TRANSGENE EXPRESSION IN DIPLOID AND OCTOPLOID STRAWBERRIES DRIVEN BY A HETEROLOGOUS PHLOEM-SPECIFIC PROMOTER

Authors: Zhao, Yan; LIU, QINGZHONG - SHANDONG PR CHINA; Davis, Robert

Submitted to: Plant Cell Reports
Publication Type: Peer Reviewed Journal
Publication Acceptance Date: 4/28/2004
Publication Date: 10/1/2004
Citation: Zhao, Y., Liu, Q., Davis, R.E. 2004. Transgene expression in diploid and octoploid strawberries driven by a heterologous phloem-specific promoter. Plant Cell Reports. 23:224-230.

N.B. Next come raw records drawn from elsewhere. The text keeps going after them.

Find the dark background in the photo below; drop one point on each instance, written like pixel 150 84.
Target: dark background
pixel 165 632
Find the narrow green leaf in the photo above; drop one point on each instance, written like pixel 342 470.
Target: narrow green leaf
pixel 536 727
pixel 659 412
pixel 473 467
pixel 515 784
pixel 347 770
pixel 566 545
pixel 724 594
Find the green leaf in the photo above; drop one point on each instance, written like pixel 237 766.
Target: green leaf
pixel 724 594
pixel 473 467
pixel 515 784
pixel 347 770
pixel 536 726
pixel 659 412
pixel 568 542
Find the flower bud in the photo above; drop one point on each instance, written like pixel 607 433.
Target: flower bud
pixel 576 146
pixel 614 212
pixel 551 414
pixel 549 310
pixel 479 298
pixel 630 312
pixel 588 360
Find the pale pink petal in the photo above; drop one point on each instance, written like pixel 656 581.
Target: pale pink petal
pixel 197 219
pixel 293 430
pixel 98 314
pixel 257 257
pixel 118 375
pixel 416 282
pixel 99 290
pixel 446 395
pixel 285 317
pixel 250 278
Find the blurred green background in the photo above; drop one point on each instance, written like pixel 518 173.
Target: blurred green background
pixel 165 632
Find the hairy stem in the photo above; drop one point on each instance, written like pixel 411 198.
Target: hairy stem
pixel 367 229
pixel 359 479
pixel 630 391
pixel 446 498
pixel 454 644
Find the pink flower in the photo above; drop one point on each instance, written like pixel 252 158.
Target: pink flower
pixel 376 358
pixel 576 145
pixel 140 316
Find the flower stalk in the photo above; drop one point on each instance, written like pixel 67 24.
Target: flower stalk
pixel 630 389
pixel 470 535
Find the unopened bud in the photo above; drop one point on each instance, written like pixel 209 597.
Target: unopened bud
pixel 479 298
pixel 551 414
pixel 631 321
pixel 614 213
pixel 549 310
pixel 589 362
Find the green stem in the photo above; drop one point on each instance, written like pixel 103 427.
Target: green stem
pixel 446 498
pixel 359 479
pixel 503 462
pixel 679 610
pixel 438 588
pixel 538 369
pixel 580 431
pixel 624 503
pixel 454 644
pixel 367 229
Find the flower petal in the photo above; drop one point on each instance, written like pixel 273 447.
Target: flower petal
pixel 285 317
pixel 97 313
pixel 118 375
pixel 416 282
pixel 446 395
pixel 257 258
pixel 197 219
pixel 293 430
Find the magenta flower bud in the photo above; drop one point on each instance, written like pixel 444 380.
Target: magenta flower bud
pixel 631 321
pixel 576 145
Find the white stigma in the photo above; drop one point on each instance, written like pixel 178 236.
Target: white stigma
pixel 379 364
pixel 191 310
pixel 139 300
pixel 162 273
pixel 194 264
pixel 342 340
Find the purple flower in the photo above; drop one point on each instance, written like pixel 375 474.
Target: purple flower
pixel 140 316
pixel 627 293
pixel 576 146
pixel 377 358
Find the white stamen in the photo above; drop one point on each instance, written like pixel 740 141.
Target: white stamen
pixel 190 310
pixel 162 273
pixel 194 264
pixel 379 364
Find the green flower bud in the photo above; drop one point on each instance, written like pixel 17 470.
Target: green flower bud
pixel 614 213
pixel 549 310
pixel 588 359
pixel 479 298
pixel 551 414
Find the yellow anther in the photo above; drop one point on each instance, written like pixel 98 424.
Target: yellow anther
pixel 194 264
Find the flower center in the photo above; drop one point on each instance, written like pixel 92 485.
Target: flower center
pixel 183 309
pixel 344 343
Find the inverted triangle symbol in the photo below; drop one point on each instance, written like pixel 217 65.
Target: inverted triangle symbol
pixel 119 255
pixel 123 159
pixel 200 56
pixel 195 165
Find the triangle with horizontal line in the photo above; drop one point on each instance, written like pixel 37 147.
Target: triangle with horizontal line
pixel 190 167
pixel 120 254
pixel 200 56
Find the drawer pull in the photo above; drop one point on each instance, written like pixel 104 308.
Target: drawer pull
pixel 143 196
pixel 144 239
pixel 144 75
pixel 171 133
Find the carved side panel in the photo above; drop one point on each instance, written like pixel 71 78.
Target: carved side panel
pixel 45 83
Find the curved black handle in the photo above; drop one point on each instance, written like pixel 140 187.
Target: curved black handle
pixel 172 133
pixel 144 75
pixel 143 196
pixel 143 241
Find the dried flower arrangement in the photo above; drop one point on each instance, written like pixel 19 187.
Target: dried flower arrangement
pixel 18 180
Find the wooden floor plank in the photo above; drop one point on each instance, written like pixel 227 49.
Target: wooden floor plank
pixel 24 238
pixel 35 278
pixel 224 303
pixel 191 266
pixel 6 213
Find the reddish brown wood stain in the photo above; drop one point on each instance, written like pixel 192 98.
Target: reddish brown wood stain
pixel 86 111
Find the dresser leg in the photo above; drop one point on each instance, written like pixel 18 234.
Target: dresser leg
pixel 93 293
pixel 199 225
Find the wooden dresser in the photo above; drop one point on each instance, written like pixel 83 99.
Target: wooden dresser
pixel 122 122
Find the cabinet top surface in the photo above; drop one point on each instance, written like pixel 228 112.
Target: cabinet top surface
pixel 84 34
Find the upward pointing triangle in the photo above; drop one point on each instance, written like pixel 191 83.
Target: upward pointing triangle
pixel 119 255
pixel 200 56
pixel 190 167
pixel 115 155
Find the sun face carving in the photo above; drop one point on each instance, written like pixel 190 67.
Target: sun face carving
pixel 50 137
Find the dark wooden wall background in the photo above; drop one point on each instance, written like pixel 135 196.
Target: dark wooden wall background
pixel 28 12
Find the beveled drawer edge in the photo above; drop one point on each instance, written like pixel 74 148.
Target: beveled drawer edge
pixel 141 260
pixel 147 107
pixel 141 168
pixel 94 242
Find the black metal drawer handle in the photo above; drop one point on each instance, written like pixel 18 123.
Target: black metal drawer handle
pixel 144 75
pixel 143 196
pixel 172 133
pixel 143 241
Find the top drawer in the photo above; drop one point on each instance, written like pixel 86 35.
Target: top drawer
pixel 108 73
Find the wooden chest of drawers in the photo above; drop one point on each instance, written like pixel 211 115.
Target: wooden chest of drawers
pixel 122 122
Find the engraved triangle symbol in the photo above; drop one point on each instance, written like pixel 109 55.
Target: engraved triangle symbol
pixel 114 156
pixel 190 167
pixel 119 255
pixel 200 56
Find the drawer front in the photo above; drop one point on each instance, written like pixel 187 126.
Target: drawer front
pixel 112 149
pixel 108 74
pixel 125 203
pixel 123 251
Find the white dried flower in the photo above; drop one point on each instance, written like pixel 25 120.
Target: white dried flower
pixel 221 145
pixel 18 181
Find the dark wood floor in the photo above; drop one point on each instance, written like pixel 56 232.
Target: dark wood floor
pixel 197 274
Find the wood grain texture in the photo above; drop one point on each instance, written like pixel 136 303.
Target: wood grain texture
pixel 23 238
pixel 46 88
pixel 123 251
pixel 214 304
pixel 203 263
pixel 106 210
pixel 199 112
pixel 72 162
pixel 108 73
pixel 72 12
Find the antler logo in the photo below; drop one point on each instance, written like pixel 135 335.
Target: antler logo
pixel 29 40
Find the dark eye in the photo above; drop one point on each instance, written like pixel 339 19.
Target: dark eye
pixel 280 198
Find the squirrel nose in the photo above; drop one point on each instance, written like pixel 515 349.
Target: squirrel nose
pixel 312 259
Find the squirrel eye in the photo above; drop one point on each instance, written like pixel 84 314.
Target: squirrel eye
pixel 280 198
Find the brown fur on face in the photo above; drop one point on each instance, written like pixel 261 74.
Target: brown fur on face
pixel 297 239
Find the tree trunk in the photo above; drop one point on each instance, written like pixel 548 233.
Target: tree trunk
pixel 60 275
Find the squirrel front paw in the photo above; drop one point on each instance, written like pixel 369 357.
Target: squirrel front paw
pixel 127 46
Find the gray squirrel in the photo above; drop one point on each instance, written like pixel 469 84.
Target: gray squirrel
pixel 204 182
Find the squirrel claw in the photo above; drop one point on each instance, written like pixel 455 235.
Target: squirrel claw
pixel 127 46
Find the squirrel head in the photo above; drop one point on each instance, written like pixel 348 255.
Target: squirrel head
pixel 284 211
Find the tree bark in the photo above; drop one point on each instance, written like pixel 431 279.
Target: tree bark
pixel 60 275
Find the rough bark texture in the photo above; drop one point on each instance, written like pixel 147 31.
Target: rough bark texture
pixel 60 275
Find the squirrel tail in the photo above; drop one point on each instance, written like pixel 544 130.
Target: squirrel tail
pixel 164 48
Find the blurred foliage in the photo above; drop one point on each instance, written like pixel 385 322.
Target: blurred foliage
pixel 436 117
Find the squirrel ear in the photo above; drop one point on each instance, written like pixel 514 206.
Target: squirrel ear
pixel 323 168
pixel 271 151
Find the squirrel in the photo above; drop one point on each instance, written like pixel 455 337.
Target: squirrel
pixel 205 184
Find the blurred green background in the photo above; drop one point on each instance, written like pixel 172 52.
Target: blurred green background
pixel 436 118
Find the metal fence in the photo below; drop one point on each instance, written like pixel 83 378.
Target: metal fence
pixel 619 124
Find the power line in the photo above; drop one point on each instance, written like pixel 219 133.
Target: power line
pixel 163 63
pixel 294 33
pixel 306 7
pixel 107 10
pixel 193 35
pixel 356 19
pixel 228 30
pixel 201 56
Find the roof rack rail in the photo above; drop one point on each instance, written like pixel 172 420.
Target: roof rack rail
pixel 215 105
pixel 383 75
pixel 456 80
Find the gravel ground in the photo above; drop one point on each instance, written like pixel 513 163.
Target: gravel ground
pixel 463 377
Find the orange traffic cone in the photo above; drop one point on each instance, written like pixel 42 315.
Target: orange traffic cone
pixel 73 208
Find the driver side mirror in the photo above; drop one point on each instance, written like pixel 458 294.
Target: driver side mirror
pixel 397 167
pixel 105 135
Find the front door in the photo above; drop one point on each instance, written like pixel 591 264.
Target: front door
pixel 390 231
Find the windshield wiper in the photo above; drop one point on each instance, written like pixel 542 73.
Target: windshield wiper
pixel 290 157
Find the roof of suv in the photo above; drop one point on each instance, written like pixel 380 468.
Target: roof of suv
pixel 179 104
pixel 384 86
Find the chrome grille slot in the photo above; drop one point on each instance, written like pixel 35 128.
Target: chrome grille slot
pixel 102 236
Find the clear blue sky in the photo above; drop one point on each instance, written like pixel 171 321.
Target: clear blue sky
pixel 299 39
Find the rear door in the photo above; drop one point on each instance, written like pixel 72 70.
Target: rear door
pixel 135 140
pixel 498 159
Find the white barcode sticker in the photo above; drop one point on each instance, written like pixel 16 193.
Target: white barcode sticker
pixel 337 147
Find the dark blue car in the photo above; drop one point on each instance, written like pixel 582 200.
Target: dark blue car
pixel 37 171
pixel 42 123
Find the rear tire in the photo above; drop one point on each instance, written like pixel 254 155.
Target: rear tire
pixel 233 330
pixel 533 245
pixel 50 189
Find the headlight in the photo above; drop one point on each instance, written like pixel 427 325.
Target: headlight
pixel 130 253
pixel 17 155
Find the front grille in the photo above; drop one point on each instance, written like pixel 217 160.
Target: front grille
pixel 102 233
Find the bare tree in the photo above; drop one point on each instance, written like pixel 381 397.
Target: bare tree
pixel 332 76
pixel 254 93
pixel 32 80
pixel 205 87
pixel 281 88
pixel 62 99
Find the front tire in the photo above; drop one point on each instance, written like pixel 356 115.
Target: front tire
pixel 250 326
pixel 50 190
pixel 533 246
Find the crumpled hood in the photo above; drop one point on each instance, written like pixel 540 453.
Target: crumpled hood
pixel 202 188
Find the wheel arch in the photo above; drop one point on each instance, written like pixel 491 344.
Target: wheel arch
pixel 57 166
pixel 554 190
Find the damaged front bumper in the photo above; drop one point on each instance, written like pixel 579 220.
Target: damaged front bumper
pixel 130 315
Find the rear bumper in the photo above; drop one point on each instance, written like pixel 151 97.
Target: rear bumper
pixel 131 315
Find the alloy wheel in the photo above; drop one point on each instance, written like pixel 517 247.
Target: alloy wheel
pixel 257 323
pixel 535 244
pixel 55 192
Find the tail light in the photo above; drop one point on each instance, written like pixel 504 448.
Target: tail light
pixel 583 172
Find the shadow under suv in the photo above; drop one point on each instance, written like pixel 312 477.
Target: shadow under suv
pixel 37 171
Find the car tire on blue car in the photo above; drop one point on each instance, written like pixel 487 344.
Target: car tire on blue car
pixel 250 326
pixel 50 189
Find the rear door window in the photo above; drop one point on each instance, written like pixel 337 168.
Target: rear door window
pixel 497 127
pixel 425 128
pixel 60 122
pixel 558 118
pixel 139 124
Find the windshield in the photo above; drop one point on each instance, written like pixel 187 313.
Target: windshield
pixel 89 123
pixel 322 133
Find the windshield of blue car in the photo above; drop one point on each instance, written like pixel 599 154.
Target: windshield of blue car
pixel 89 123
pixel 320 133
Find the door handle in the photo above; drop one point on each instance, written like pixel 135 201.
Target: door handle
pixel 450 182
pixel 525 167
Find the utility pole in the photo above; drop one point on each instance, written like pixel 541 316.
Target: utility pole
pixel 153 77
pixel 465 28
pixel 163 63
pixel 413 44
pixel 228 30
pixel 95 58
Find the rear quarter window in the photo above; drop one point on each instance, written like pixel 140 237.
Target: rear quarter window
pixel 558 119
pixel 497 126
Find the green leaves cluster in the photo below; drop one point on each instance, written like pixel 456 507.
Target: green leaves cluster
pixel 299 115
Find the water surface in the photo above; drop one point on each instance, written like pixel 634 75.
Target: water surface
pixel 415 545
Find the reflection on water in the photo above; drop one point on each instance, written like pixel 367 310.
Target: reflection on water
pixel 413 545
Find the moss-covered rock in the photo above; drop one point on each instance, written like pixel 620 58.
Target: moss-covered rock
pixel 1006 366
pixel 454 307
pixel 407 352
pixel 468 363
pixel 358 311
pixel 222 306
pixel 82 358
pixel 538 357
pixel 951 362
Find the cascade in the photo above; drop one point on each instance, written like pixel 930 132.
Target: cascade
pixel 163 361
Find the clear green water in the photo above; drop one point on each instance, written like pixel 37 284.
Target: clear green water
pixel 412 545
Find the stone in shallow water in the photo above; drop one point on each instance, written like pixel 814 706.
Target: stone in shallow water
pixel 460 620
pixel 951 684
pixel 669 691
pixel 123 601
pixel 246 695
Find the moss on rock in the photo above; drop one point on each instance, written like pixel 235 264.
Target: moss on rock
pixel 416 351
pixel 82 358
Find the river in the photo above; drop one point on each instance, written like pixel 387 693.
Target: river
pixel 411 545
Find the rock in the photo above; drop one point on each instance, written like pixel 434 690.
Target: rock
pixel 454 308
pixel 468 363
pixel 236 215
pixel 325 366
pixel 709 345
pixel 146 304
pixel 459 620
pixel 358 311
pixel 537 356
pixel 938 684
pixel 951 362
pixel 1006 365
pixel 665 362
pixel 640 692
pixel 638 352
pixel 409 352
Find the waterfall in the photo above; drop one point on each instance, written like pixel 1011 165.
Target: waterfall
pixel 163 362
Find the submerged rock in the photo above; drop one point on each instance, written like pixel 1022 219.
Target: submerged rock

Interpretive Summary: Strawberry is susceptible to diseases caused by phytoplasmas, a group of cell wall-less bacteria that are restricted to vascular system in diseased plants. Phytoplasma infection results in heavy fruit loss as well as plant death. An objective of our program is to develop strategies for improving strawberry resistance to phytoplasmas through genetic engineering. One such strategy involves introducing a gene that produces a protein that helps the plant ward off diseases and is active only in the parts of the plant where the phytoplasmas occur. Toward achieving this goal, we devised a DNA molecule consisting of two parts: one part contains a control element that determines the location where a gene will be active and the other part is equipped with a gene that gives a visual signal when the gene is active. We also developed a means to introduce the DNA molecule into strawberry plants. In the genetically modified strawberry plants, the visual signal showed that the introduced gene was active only in the places where the phytoplasmas inhabit. These results suggest that the new DNA molecule and the genetic engineering protocol may be useful for engineering phytoplasma-resistant strawberry plants. The findings will be of greatest interest to research scientists and professionals in plant biotechnology.

Technical Abstract: Strawberry (Fragaria ssp) is susceptible to diseases caused by phytoplasmas, a group of cell wall-less, mycoplasma-like organisms restricted to sieve elements in the phloem tissue of infected plants. Phytoplasmal diseases can result in heavy fruit loss as well as plant death. An objective of our program is to develop strategies for improving strawberry resistance to phytoplasmas via genetic engineering. One such strategy involves phloem-specific expression of anti-apoptotic and anti-microbial peptide genes in engineered strawberry plants. To achieve targeted and efficient phloem-specific expression in strawberry, we constructed a binary vector with an expression cassette bearing the ß-glucuronidase reporter gene (gus) under the control of the promoter of the Arabidopsis sucrose-H+ symporter gene (AtSUC2). Transgenic lines of diploid and octoploid ever-bearing strawberry cultivars were generated with high efficiencies by a novel Agrobacterium-mediated leaf segment transformation protocol. PCR and DNA gel blot analyses confirmed the integration of the foreign gene into transgenic strawberry plants. Histological GUS activity indicated that the reporter gene was expressed specifically in the phloem system of leaves, petioles, and roots of all transgenic lines. These results suggest that the newly established transformation protocol and the AtSUC2 promoter may be useful for engineering phytoplasma-resistant transgenic strawberry plants.